There are three key pieces of middleware:
- Cross-origin request (CORS) handling, which allows requests from different ports or origins (necessary when your front and backend run on separate ports)
- JSON parsing, using
express.json()
,which allows the server to understand incoming payloads. - Logging middleware, which logs incoming requests:
app.use((req, _, next) => {
console.log(`[${req.method}] ${req.url}`);
next();
});
At the end of this code block you’ll see app.listen()
that tells our server what port to listen on. In this case, 3000. That way when traffic from the frontend is sent to port 3000, as specified here: http://localhost:3000/submit-link
the backend is ready to receive requests and action them.
Because this is such a small project, I will also put all of my endpoints in here.
Next, we’ll move onto the /submit-link
endpoint. Our frontend is configured to send a request to /submit-link
using fetch()
(as defined in main.ts
). If this endpoint doesn’t exist on the backend, the server will respond with a 404
error, indicating the requested route could not be found. Defining /submit-link
ensures the frontend has a valid route to send its data.
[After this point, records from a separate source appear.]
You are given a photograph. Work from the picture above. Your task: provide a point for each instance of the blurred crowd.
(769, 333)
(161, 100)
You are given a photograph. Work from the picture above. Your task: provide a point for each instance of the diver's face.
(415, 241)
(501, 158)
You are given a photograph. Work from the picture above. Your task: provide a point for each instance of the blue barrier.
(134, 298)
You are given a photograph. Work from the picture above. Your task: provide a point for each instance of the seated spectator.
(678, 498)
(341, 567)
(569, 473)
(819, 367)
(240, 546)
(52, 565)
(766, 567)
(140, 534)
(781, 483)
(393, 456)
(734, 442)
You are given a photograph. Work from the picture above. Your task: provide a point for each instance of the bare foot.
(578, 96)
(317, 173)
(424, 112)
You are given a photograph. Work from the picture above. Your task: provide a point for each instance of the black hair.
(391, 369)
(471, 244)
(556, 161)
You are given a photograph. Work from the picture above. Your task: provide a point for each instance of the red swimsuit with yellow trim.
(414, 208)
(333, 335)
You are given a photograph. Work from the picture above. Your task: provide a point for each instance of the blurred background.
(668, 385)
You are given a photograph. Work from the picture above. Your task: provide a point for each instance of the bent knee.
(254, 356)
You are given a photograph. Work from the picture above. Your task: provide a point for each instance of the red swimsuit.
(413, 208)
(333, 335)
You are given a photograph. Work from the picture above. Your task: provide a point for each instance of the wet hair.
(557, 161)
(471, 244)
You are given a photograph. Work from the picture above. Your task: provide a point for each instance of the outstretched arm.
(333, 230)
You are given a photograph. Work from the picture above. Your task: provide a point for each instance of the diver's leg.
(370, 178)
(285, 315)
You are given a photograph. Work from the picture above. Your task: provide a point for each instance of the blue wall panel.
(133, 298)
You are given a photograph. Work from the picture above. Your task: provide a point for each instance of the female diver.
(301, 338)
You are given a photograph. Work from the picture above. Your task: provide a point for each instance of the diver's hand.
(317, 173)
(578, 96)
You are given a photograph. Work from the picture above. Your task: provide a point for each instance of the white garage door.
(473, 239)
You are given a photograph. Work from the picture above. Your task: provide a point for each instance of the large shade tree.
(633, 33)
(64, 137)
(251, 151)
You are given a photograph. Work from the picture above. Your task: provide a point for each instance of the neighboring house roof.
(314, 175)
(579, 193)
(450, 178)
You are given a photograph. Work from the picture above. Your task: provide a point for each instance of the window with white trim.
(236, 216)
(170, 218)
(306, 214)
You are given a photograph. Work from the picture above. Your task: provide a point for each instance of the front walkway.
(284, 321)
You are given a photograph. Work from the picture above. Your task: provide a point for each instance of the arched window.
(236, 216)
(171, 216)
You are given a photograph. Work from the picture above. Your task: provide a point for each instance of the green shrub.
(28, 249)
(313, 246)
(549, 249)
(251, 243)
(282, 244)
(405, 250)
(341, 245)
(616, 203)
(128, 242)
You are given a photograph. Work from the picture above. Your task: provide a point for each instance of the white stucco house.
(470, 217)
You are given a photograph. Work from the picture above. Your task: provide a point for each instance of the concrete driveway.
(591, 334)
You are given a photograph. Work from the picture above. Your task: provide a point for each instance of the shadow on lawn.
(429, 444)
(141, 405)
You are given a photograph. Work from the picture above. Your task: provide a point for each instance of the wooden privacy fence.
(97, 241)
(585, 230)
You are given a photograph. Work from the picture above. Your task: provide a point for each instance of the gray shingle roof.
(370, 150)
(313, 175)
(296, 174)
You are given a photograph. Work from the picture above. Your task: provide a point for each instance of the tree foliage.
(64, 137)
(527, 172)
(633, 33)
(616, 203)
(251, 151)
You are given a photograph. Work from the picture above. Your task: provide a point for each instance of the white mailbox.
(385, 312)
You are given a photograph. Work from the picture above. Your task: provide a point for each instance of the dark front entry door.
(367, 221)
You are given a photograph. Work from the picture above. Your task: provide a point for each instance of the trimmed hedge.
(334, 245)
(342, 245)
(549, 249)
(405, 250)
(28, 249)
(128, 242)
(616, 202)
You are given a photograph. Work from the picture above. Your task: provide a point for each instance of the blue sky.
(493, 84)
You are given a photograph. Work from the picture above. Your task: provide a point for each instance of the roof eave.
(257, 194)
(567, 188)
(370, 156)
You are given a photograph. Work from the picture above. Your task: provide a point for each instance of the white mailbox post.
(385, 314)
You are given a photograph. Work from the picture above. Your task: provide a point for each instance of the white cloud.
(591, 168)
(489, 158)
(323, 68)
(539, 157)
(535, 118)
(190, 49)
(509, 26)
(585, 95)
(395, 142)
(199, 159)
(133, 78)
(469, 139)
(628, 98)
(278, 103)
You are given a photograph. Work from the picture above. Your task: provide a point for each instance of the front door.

import express from 'express'
import cors from 'cors'
import {summarizeTranscript} from '../summarize'
import {createMeetingJob, getTranscript, saveSummary, updateMeetingStatus} from '../storage'
import { launchBotContainer } from './launchBot'
const app = express()
app.use(cors({
origin: 'http://localhost:5173',
methods: ['POST', 'GET', 'OPTIONS'],
allowedHeaders: ['Content-Type']
}))
app.use(express.json())
app.use((req, _, next) => {
console.log(`[${req.method}] ${req.url}`);
next();
});
function validateMeetLink(url:string){
const prefix = /^https:\/\/meet\.google\.com/
return prefix.test(url)
}
app.post('/submit-link', async (req, res) => {
const { url } = req.body;
if (!url) return res.status(400).send(`Missing the URL`);
if (!validateMeetLink(url)) return res.status(400).send(`Invalid link`);
try {
const job = await createMeetingJob(url);
await launchBotContainer(url, job.id);
res.send(`Bot started for meeting`);
} catch (err) {
console.error(err);
res.status(500).send(`Failed to launch bot`);
}
});
app.post('/bot-done', async (req, res) => {
const { jobId, meetingId } = req.body;
if (!jobId || !meetingId) return res.status(400).send('Missing fields');
try {
console.log(`Bot reported completion for job ${jobId}, meeting ${meetingId}`);
await updateMeetingStatus(jobId, 'transcript_saved', meetingId);
const transcript = await getTranscript(meetingId);
if (!transcript) {
console.warn(`Transcript not found for meeting ${meetingId}`);
return res.status(202).send('Transcript not found yet');
}
const summary = await summarizeTranscript(transcript);
console.log(`Summary created for job ${jobId}`);
await saveSummary(summary);
await updateMeetingStatus(jobId, 'summarized');
res.send('Summary completed and saved');
} catch (err) {
console.error(`Error processing job ${jobId}:`, err);
res.status(500).send('Failed to finalize job');
}
});
app.listen(3000, '0.0.0.0', () => {
console.log('Backend listening on port 3000');
});
As you can see from the code above, some of the endpoints call many other functions, but the majority of the logic lives outside of the server.ts
file. In this version of the server.ts
file I have a call to launchBotContainer()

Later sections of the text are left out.